Safety and Tolerability Profile
The safety analysis included all 72 enrolled patients. Consistent with the known profiles of both agents, treatment-related adverse events (AEs) were nearly universal (99%), though most were low-grade. The most common grade 3 or 4 adverse events were predominantly hematologic: platelet count decrease (30%) and neutrophil count decrease (18%). Non-hematologic grade 3-4 events included hypertension (10%) and diarrhea (8%).Crucially, the study reported no treatment-related deaths. The toxicity profile appeared manageable through standard dose modifications and supportive care, indicating that the combination of a multikinase inhibitor and an alkylating agent does not result in cumulative or unexpected toxicity that would preclude its use in a clinical setting.
Expert Perspective: Mechanistic Synergy and Clinical Implications
From a clinical standpoint, the success of the cabozantinib and temozolomide combination in leiomyosarcoma is biologically plausible. The MET pathway is known to contribute to both primary and acquired resistance to anti-VEGF therapies; by inhibiting both MET and VEGFR2, cabozantinib may provide a more comprehensive blockade of tumor angiogenesis and survival signals than earlier-generation inhibitors. Furthermore, temozolomide’s efficacy in certain sarcoma subtypes has been documented, and its oral administration makes it an attractive partner for cabozantinib in creating an all-oral outpatient regimen.However, as a single-arm phase 2 trial, certain limitations must be acknowledged. The lack of a randomized control group makes it difficult to definitively isolate the contribution of each drug or to compare the regimen directly to current second-line standards. Nevertheless, the high rate of 12-week PFS provides a strong signal of activity that warrants follow-up in a randomized phase 3 setting. Clinicians should also remain vigilant regarding the hematologic toxicity, particularly thrombocytopenia, which was the most frequent high-grade adverse event.
Conclusion
The combination of cabozantinib and temozolomide represents a meaningful advancement in the search for effective therapies for advanced leiomyosarcoma. With a 12-week PFS rate of 74% and a safety profile that aligns with current oncology standards, this regimen offers a viable potential treatment option for a patient population with historically limited choices. Future research should focus on identifying molecular biomarkers that might predict which patients within the heterogeneous STS population are most likely to benefit from this dual-pathway approach.

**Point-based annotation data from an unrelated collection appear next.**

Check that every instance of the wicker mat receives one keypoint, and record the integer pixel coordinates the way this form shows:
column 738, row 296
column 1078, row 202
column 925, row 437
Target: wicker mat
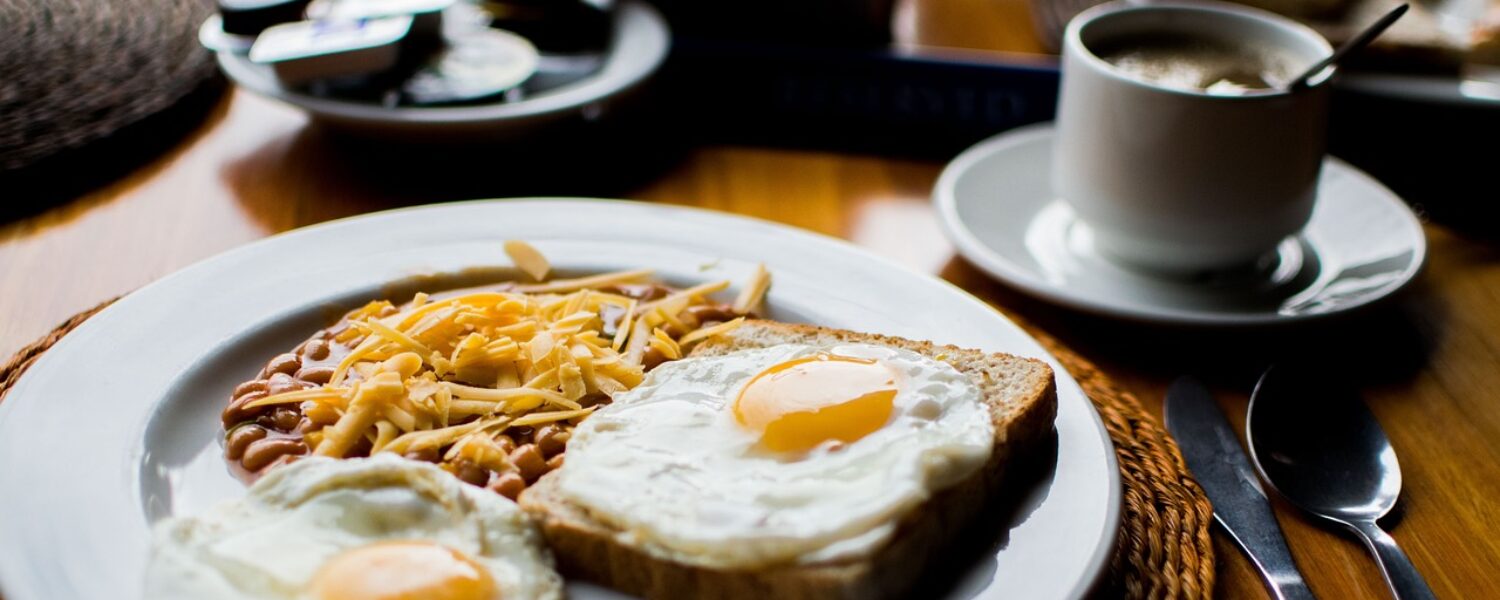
column 1164, row 549
column 77, row 71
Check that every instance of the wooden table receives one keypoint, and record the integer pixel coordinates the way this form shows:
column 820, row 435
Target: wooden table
column 1428, row 363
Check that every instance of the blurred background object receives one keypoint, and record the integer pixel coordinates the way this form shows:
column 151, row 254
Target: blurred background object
column 77, row 72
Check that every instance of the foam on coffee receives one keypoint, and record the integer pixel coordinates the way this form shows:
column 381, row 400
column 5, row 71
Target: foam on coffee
column 1197, row 63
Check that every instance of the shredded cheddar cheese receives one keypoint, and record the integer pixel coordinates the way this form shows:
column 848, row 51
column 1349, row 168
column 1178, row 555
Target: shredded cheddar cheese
column 452, row 374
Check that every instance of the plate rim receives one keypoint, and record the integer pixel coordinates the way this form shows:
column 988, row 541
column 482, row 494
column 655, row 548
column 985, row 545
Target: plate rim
column 632, row 17
column 1095, row 564
column 966, row 240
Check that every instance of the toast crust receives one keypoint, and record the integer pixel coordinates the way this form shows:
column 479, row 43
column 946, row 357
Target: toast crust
column 1022, row 399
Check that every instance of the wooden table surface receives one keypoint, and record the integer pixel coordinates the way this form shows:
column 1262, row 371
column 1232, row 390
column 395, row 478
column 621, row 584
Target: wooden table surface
column 1428, row 363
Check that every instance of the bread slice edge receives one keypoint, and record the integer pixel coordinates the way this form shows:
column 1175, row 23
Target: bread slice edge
column 1022, row 399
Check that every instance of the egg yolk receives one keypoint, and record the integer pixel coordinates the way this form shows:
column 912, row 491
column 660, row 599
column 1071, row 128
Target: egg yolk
column 804, row 402
column 402, row 570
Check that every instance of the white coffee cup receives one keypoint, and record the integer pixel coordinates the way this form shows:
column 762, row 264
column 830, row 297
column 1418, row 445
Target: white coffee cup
column 1182, row 180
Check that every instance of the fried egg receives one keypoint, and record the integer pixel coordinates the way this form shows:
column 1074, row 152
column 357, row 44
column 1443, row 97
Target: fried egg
column 378, row 528
column 791, row 453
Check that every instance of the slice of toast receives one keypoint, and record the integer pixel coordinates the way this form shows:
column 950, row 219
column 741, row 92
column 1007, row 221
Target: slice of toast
column 1023, row 402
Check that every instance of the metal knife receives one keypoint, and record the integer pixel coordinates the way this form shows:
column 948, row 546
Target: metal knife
column 1239, row 504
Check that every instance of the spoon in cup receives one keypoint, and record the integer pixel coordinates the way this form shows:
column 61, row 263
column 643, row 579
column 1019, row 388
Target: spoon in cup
column 1323, row 450
column 1356, row 42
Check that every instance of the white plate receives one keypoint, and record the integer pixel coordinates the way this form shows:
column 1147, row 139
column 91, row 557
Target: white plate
column 638, row 47
column 117, row 425
column 998, row 207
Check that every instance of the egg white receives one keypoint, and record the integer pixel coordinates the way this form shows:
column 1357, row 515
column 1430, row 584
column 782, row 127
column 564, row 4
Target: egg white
column 671, row 467
column 272, row 543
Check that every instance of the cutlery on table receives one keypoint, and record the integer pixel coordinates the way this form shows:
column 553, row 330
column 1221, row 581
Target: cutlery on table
column 1322, row 449
column 1239, row 504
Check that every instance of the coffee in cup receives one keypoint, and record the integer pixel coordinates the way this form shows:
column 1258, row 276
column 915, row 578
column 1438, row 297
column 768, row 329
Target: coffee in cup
column 1178, row 144
column 1199, row 62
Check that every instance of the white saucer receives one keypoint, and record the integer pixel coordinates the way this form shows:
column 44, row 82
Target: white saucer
column 996, row 206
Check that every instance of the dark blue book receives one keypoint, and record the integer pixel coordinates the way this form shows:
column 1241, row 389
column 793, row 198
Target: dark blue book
column 879, row 101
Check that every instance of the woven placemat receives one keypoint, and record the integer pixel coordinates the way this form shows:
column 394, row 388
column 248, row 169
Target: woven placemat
column 77, row 71
column 1164, row 549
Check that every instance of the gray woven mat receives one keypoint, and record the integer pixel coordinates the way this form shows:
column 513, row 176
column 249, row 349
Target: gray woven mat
column 75, row 71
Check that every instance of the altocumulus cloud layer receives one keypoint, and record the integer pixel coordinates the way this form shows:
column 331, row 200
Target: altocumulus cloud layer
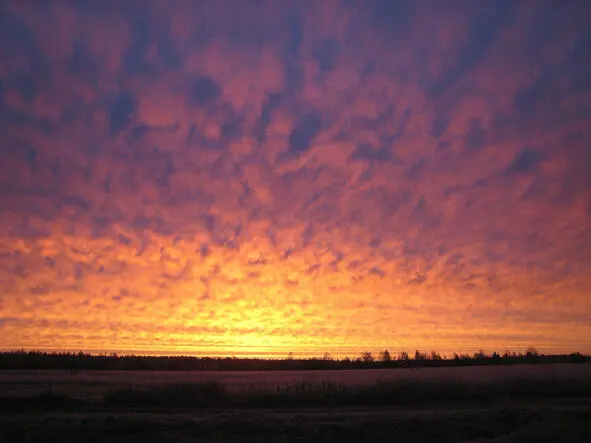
column 265, row 176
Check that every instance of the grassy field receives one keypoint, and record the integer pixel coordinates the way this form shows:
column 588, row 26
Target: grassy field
column 475, row 404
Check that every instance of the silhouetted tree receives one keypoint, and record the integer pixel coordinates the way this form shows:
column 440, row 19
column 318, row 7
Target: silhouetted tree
column 367, row 357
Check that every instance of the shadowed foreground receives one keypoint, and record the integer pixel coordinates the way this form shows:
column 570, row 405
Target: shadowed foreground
column 552, row 422
column 536, row 404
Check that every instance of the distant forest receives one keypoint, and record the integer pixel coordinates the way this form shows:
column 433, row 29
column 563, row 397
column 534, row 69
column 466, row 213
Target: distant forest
column 14, row 360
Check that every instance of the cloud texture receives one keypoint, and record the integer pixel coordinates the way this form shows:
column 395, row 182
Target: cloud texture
column 243, row 177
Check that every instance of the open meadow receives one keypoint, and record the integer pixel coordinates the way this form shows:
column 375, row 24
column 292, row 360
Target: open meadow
column 476, row 404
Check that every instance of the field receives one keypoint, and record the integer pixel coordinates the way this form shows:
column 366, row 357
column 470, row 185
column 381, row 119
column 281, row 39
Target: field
column 473, row 404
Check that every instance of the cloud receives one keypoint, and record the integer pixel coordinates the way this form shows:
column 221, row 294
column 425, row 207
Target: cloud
column 309, row 176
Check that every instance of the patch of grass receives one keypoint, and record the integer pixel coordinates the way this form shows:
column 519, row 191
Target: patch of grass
column 302, row 394
column 185, row 395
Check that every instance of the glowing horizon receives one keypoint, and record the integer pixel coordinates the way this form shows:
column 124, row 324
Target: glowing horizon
column 336, row 176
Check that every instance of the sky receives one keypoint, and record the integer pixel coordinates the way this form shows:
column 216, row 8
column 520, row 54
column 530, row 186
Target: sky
column 256, row 177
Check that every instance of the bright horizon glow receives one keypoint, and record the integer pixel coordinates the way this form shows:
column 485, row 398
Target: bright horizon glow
column 295, row 176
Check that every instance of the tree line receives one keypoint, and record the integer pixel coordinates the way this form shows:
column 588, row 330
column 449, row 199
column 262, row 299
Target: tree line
column 85, row 361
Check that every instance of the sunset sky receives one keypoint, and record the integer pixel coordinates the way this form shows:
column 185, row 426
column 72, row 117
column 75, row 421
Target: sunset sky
column 251, row 177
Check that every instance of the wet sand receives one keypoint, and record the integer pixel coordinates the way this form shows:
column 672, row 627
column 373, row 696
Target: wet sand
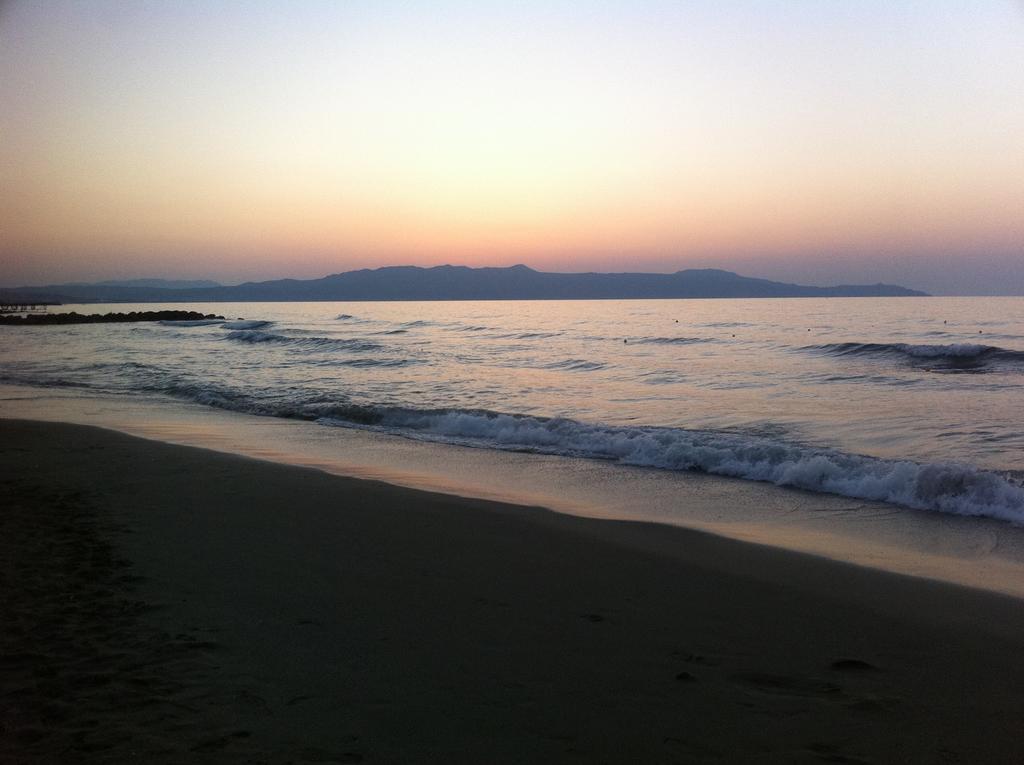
column 162, row 603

Funding and Trial Registration
This study was funded by Exelixis. ClinicalTrials.gov Identifier: NCT04200443.
References
Monga V, Okuno S, Van Tine B, et al. Cabozantinib and temozolomide in patients with unresectable or metastatic leiomyosarcoma and other soft tissue sarcomas: a multicentre, single-arm, lead-in phase 2 trial. Lancet Oncol. 2026 Feb;27(2):223-232. doi: 10.1016/S1470-2045(25)00654-0.